4 thoughts on “Thoughts In Photos

  1. I can empathize with you about grieving. I lost my father and grandmother on the same day.My heart felt like it was ripped from me. I went through the all the steps and even went through some a couple more times. Everyone is different.People will try to tell you how to feel and think which is just crazy.

    I had a lot of anger at times. People said stupid stuff and at the time of my loss I was pregnant. Augh… hormones. People should have known to walk around with extra baby steps.But you know how people are.

    I really enjoyed your pictures. It is nice to smell that nice green grass.

    Oh, I just fell in love with Sammy! He is so precious. I believe that animals are natural born empaths. My cat Buzzy can tell when I am going to have a seizure. He even knows when my hubby has gas. He hops on his stomach and pats his belly down. You can guess what happens next. We get a good laugh out of that one.

    Take care and thank you for sharing.

  2. I cannot imagine losing two in the same day. I can only imagine what you and your family went through. I just felt like hugging you when I read that… hope you felt it.

    Grieving is a new process for me. My boyfriend died when I was 18 years old. I was filled with anger and that seemed to get me through I suppose. Each death since has been dealt with the same way. Harold’s is different. I know I get to grieve. And I am with the assistance of friends, and my hubby as he grieves as well.

    It’s the first week, and I’m sure there will be more to this… I just feel him so close still. It’s quite comforting.

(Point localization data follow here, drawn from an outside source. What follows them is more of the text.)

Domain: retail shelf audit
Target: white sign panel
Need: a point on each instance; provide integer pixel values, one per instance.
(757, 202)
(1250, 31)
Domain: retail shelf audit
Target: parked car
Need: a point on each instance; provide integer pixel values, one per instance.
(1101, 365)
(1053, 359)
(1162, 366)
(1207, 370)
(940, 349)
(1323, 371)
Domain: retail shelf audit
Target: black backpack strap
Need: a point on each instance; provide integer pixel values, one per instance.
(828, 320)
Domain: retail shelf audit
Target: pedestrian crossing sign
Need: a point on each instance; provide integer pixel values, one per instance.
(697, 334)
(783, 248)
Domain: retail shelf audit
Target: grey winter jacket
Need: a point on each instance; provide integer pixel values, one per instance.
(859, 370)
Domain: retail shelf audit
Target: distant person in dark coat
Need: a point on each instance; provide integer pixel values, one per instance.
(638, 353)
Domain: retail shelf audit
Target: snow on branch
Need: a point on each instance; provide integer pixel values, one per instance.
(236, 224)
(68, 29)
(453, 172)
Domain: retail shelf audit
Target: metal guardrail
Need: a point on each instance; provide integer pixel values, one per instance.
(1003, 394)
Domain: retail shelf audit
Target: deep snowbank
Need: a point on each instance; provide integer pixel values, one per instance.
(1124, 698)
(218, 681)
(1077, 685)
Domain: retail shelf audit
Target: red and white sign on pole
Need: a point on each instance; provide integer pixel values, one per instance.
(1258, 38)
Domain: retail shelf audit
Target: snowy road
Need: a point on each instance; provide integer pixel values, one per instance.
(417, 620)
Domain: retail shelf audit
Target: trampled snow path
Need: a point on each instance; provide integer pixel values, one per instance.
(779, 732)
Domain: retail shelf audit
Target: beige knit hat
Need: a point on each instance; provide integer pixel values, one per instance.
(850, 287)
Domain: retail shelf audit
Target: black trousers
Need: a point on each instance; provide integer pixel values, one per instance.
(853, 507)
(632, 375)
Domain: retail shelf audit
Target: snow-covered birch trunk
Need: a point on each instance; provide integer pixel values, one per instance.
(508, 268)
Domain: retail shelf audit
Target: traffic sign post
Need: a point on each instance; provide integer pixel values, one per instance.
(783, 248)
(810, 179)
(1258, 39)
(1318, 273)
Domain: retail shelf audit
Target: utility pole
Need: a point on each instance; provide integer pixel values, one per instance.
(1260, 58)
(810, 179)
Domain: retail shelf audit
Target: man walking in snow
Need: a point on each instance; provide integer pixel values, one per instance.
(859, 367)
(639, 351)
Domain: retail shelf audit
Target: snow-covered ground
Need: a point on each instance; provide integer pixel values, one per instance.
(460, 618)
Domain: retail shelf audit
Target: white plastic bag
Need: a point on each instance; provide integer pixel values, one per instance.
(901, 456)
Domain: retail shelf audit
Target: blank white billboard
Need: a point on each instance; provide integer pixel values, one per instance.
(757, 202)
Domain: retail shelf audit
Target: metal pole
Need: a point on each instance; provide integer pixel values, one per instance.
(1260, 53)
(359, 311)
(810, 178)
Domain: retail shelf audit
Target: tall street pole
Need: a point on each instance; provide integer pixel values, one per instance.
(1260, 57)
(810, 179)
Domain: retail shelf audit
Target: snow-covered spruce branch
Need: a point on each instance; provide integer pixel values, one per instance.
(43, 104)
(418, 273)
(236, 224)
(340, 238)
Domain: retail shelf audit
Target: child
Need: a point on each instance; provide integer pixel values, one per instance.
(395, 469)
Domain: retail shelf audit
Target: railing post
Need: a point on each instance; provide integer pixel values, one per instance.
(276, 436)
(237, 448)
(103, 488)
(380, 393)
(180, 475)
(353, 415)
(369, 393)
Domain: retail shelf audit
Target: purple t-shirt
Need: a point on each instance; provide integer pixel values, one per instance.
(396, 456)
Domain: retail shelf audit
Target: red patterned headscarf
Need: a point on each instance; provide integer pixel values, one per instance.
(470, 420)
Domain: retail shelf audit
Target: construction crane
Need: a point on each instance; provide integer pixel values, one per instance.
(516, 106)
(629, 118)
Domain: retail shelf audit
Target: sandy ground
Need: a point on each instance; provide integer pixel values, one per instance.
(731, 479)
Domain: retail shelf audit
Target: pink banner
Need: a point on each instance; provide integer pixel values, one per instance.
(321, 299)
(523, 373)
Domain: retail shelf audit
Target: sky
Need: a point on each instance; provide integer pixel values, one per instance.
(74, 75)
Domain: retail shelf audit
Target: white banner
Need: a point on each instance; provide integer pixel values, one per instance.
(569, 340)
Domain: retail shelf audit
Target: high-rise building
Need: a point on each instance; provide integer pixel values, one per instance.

    Sammy would so love you! Hey, I hadn’t remembered, if you told me that you had seizures. I do as well… can you drop me a line and tell me about them? If you wouldn’t mind?

    Oh, and the gas one… that’s GREAT! I told my husband and he got a kick outta that one.

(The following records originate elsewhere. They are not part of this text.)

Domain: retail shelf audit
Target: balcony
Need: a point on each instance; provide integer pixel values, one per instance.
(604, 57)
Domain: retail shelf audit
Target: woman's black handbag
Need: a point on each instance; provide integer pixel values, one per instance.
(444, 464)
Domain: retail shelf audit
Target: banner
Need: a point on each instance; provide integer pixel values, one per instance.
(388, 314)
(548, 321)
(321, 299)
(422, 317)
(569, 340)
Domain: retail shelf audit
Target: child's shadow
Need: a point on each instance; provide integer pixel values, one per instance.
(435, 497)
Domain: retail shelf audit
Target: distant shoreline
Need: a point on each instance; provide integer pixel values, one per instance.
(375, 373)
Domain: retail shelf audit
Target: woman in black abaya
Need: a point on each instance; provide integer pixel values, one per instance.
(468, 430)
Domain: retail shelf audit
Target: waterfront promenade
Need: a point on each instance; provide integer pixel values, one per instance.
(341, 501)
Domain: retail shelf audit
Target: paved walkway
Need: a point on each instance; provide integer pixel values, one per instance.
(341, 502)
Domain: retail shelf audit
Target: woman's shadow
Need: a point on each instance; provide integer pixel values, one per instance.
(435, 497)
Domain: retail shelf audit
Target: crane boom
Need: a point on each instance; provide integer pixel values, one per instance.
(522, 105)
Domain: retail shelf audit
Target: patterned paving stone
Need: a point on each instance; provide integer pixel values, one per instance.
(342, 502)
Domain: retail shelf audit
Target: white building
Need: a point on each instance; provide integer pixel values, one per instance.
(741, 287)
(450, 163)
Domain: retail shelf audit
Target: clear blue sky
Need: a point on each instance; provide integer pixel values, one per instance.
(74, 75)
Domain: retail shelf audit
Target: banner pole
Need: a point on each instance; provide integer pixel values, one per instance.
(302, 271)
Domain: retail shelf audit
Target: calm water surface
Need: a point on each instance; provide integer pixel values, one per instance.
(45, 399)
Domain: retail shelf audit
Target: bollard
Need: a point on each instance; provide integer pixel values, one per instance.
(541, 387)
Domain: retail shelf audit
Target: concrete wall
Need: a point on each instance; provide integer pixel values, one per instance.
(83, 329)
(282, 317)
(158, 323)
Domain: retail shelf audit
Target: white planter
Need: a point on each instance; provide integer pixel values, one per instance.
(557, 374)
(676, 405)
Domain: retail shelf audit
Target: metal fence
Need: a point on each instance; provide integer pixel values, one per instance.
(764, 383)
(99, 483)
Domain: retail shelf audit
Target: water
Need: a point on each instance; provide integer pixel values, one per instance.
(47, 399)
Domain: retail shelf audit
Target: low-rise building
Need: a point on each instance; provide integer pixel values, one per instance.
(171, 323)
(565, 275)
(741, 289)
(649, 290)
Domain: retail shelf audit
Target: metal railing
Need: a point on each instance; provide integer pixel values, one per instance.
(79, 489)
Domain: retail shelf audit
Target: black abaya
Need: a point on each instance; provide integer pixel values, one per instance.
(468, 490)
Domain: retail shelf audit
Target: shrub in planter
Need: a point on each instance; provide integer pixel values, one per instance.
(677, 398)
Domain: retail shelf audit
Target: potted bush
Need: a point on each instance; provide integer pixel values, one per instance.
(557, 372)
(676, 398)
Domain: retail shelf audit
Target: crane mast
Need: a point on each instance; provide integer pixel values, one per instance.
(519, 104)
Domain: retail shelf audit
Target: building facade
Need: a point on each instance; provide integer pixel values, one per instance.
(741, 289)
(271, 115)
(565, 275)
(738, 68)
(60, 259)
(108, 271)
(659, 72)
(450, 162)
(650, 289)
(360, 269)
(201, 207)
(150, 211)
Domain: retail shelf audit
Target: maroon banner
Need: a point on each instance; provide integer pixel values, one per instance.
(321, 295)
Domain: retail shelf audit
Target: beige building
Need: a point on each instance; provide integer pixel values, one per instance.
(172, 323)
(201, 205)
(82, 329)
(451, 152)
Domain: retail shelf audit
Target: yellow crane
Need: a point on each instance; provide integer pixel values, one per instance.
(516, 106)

    As for pets being empaths, boy, isn’t that the truth.

    Thank you Titania for taking the time, and sharing. I appreciate you more than you know.

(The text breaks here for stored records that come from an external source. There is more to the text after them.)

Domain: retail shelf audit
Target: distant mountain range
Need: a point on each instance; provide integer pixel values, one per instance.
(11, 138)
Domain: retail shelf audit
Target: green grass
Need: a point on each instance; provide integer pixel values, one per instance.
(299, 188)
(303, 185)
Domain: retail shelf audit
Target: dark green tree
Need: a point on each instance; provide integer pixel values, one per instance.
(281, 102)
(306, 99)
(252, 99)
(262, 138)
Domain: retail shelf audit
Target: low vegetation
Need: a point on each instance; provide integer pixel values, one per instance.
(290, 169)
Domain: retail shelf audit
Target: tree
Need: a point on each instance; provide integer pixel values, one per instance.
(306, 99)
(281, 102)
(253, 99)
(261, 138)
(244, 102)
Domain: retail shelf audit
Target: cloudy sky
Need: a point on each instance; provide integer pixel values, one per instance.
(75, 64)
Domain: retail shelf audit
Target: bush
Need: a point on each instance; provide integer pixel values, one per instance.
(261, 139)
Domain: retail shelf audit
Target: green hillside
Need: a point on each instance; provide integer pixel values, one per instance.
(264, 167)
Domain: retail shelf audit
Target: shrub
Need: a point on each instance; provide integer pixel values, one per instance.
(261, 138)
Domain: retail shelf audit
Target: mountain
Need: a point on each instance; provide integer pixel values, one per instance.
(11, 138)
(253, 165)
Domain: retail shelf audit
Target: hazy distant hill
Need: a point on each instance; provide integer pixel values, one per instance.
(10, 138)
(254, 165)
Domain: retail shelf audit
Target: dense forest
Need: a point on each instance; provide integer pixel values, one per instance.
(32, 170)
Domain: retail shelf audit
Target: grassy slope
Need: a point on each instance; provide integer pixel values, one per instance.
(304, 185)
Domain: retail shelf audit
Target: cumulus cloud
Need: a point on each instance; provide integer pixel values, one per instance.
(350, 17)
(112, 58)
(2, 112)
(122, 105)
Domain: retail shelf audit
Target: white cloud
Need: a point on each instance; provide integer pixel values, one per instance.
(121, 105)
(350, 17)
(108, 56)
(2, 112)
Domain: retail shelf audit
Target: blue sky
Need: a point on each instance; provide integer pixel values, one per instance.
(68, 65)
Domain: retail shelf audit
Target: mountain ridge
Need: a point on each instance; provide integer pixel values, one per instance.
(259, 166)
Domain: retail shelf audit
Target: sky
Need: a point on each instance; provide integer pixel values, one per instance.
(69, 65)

    Oh, and as for this person… I don’t know why I got so upset. It was a blatent disregard for me and my children. They’ve been very mean in the past, I’ve always forgiven… this time, with the death of Harold it took me a moment to see clear through the obviously inadvertent harm that was caused. I’m sure they didn’t mean to be callous you know? It took a moment, a day really… then I just kinda sent love their way and it felt better. Always feels better when I shake it off. I’m sure they didn’t know any better.

    Love and Light to you Titania, my friend. Your words meant so much.

    Monica

  3. Hi Julie!

    Yeah, fur kid, fur child, he’s just plain furry! Thanks and hug your fur children as well… er, or pet em or well.. send them my love. I miss them!